The U.K.’s top spy, Richard Moore, didn’t mince any words in a rare interview with the BBC. The head of Britain’s foreign intelligence services warned that the global geopolitical environment is growing only more unstable, and the West bears much of the blame.

The threat posed by a Chinese “miscalculation” in Beijing’s increasingly aggressive efforts to secure regional hegemony poses “a serious challenge” to global peace. The “chronic problem” posed by Russian recklessness and its irredentism in what Moscow deems its “near abroad”—a euphemism for a sphere of influence that Vladimir Putin believes is essential to preserve the country’s “strategic depth”—is an “acute threat” to the Atlantic Alliance. The growing menace posed by reinvigorated Islamist terrorist organizations looms ever larger. And to a measurable degree, our present conundrum is Joe Biden’s fault.

Moore called Biden’s decision to recklessly withdraw from Afghanistan on a unilaterally self-set timetable “clearly wrong.” Ceding the country to the Taliban and stranding thousands of Westerners behind enemy lines in the process provided a “morale boost for extremists around the world, and indeed for those sitting in the capitals in Beijing, Tehran, and Moscow.” That seems undeniable.

In the months that have passed since the fall of Kabul, we’ve seen the return of self-radicalized Islamist sympathizers committing acts of terrorism in the West, and the increasing tempo of Beijing’s threatening exercises near Taiwan has forced the Pentagon and America’s Pacific allies to prepare for the worst. These acute threats are eclipsed, however, by the urgency of the menace in Moscow.

The news out of Eastern Europe is ominous. The Russian buildup along the Ukrainian border and in occupied regions of the country, such as the Crimean peninsula, is massive. Reporting indicates that the Kremlin has begun establishing supply lines and shuttling medical units to the region, which could “sustain a drawn-out conflict, should Moscow choose to invade.” Russian command-and-control elements are being inserted into the quasi-occupied Donbas region of Ukraine, and indications are that the Kremlin has mobilized mechanized, armor, and mobile artillery units. The sheer scale of these preparations has everyone on edge.

“Russia’s capabilities would be equivalent to a modern-day blitzkrieg,” House Intelligence Committee Member Rep. Mike Quigley told CNN. “We don’t know whether President Putin has made the decision to invade. We do know that he is putting in place the capacity to do so on short order should he so decide,” Secretary of State Antony Blinken agreed. “We must prepare for all contingencies.” Ukraine’s defense minister affirmed that “a large-scale escalation from Russia exists,” estimating that Russia would achieve maximum readiness by “the end of January.” But costly and logistically onerous buildups like these aren’t sustainable forever; a forward-deployed military must either be used or returned to base.

On Wednesday, Ukrainian President Volodymyr Zelensky delivered a speech before the country’s parliament warning that Moscow will likely deploy a pretext—falsified claims of a Kyiv-led attack on the Donbas or Crimea, for example—to justify a broader incursion into Ukraine. The following day, Russian security services announced that they had arrested a Ukrainian national for allegedly trying to carry out a terrorist bombing inside Russia on the orders of Ukrainian military intelligence. Both governments are primed for war, and their respective publics are readying themselves for a sustained military campaign and prolonged resistance.

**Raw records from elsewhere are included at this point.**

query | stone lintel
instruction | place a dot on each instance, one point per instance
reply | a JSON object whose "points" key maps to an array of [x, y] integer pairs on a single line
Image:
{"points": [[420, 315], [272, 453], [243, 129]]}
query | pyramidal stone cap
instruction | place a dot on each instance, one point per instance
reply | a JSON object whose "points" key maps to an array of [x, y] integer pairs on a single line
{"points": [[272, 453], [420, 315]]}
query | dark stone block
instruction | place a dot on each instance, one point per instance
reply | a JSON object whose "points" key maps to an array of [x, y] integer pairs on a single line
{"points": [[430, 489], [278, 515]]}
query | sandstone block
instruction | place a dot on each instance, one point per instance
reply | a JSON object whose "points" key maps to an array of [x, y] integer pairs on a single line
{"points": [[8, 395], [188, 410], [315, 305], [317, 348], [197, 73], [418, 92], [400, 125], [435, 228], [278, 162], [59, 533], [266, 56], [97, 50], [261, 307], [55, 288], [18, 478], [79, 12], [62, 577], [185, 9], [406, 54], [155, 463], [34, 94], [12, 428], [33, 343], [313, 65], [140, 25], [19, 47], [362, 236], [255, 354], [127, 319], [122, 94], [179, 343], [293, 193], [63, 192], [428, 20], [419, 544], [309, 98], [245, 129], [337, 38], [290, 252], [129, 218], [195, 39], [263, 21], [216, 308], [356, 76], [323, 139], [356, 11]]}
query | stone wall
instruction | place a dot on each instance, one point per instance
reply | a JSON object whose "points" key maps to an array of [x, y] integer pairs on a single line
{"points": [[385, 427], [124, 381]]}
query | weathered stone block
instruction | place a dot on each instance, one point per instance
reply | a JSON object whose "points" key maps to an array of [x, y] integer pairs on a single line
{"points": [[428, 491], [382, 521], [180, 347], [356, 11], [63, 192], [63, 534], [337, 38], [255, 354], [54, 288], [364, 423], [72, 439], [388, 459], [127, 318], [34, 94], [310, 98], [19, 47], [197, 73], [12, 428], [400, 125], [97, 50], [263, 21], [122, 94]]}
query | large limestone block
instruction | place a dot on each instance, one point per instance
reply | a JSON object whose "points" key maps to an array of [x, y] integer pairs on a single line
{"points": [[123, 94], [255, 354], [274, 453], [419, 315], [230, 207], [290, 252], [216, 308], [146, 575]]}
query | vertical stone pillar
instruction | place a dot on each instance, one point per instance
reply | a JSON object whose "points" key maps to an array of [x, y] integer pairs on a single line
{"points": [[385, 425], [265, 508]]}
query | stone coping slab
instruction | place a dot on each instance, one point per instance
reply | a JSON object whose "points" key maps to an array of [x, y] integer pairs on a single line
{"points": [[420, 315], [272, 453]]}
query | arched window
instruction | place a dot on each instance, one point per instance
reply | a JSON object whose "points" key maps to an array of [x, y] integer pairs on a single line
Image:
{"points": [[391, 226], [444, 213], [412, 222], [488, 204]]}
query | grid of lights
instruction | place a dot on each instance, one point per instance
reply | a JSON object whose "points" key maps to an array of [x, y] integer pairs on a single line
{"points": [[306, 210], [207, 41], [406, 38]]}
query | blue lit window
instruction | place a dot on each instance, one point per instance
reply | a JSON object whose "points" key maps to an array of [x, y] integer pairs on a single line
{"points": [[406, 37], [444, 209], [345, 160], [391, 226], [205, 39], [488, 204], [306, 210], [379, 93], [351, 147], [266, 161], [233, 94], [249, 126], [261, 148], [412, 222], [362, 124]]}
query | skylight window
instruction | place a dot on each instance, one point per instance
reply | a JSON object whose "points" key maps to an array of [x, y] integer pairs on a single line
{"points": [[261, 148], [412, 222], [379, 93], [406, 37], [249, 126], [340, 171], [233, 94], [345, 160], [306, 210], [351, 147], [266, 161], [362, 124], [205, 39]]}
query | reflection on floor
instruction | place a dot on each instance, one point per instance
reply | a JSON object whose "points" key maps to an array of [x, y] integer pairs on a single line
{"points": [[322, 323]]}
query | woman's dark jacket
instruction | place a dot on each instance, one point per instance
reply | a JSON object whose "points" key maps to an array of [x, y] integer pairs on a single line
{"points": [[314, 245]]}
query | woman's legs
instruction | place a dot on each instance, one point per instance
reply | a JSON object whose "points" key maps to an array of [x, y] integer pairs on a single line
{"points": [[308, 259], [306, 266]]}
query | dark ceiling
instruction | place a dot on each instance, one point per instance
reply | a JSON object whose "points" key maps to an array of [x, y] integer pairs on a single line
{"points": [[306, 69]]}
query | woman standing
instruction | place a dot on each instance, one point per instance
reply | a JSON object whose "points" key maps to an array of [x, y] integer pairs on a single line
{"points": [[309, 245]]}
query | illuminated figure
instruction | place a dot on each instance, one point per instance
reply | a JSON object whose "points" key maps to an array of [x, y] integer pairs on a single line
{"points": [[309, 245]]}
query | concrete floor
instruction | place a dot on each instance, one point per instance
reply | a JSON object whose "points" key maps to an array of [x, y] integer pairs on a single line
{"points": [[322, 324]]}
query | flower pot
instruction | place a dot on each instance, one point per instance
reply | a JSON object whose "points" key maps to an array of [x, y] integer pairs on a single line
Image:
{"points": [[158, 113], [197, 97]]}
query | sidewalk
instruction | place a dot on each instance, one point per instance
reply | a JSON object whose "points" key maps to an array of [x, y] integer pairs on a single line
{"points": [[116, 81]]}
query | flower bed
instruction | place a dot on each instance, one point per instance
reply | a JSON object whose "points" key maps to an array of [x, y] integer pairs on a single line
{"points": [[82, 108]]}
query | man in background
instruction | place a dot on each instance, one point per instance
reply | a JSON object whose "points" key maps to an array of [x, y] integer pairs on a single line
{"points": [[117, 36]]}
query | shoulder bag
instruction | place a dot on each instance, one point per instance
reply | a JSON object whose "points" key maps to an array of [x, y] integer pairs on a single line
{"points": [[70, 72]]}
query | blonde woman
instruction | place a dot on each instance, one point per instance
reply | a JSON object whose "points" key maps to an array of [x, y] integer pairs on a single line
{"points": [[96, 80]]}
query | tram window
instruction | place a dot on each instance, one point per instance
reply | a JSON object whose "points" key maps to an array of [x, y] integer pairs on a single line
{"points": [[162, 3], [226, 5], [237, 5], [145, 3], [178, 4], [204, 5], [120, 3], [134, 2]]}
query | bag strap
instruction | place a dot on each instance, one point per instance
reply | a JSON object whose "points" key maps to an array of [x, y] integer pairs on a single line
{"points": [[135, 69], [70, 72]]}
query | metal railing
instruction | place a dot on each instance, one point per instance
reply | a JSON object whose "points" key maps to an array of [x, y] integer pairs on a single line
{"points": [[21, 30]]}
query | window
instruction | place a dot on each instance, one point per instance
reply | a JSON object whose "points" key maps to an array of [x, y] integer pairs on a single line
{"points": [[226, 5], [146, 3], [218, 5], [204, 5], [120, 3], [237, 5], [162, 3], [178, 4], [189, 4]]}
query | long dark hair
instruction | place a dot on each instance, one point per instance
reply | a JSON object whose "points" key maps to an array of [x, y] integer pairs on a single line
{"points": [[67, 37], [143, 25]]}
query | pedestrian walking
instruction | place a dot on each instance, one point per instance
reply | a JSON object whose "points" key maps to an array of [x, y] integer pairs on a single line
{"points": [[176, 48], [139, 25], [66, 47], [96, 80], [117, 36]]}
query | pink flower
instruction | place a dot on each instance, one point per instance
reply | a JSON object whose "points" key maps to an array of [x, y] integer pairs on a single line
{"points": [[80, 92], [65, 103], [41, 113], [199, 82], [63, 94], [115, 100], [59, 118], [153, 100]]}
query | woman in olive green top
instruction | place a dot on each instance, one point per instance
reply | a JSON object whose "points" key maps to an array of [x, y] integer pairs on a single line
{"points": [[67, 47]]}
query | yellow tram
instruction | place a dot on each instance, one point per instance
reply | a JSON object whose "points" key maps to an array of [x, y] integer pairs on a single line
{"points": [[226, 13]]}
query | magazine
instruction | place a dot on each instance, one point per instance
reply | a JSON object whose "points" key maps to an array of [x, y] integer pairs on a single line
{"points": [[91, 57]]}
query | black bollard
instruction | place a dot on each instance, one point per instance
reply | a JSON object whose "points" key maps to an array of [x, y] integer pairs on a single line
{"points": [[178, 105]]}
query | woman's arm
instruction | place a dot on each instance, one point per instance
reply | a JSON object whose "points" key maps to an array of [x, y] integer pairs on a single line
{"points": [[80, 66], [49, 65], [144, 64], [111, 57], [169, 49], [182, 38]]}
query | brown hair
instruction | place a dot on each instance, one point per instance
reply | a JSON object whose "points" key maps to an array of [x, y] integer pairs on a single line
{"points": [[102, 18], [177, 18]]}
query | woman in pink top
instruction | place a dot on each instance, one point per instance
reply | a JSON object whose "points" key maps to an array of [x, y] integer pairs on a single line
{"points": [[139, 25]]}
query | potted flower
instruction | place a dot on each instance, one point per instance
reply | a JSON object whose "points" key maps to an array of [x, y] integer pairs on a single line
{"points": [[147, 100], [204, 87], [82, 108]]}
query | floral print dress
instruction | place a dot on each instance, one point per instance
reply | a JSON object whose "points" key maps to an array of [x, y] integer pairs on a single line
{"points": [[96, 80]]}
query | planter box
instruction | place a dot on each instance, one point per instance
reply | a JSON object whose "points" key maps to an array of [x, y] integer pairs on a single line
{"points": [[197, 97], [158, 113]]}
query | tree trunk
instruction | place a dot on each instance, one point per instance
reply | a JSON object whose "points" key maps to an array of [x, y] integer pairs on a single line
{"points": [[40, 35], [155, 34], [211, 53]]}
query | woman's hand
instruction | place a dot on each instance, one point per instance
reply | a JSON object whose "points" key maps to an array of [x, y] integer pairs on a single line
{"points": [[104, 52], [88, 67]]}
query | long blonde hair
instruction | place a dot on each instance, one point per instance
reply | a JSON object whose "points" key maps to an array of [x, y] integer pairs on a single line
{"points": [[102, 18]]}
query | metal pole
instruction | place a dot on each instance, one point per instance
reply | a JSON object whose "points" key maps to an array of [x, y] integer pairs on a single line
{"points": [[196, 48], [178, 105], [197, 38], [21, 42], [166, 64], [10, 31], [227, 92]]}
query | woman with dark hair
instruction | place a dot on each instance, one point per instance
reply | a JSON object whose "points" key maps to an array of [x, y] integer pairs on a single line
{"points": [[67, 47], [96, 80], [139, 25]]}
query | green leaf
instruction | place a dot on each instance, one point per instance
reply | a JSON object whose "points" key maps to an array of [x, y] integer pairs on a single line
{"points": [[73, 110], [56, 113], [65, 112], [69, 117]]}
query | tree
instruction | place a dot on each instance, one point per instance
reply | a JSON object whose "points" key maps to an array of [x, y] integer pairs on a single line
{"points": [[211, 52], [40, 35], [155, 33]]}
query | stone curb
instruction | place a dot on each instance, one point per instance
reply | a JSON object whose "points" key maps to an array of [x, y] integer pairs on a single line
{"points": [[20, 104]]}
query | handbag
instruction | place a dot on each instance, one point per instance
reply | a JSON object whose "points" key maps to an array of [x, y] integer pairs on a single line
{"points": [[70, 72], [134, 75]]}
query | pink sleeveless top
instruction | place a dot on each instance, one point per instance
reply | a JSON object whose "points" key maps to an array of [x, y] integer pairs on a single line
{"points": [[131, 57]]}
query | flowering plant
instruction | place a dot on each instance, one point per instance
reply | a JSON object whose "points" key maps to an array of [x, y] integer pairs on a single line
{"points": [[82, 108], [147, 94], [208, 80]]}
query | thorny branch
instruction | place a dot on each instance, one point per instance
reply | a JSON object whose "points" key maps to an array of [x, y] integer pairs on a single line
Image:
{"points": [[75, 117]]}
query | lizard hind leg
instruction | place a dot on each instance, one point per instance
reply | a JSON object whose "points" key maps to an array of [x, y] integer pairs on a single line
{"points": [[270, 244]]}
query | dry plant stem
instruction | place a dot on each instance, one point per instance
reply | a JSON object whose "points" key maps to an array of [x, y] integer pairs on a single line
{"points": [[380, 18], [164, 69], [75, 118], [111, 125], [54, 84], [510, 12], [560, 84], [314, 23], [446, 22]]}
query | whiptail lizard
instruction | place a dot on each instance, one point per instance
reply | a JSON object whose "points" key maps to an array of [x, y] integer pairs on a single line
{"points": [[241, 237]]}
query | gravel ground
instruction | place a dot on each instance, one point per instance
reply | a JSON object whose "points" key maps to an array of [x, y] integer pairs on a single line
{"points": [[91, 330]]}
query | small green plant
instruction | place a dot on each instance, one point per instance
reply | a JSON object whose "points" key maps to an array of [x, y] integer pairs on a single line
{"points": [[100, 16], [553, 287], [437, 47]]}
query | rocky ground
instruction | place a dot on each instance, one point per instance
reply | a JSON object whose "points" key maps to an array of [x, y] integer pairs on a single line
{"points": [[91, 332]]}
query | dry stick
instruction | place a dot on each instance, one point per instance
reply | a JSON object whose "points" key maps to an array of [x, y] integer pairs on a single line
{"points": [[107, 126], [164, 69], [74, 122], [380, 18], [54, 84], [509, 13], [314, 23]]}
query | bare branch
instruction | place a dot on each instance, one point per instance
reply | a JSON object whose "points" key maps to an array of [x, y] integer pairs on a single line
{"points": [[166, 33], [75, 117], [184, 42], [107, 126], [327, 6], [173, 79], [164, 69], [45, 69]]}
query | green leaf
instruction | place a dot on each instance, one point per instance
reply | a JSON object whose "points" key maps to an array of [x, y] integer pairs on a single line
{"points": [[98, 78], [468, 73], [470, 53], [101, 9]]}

This is a scary prospect—one the West seems unable to counter with anything resembling a credible threat of force that might deter Russia from again violating European sovereignty as it did in 2014. This Russian military buildup initially felt similar to the brinkmanship in which Moscow engaged in late March and early April of this year. Those border tensions eased after Joe Biden proposed a bilateral summit in the summer—a reward for Russian aggression that, nevertheless, yielded few concessions to the Russian position.

In the months since that June meeting, Vladimir Putin has seen ample evidence that Biden can be convinced to abandon American allies—indeed, even American citizens—if the cost of living up to U.S. commitments seems too much to bear. Why wouldn’t Putin test his luck now in this objectively irresolute administration’s first year, when the political pressure on the president from his domestic opposition is at its weakest?

That would be a risky gamble. The West’s response to a breakout invasion of Ukraine is hard to predict. But that uncertainty is likely emboldening elements inside the Kremlin who believe the window to act is open now and not for much longer. Many factors over the better part of a decade have brought us to this point, but it would be a mistake to dismiss the Biden administration’s capitulation to a terrorist enterprise in Afghanistan as one of the foremost circumstances that have brought Europe to the brink. These are the wages of American cowardice. Sooner or later, they will be paid.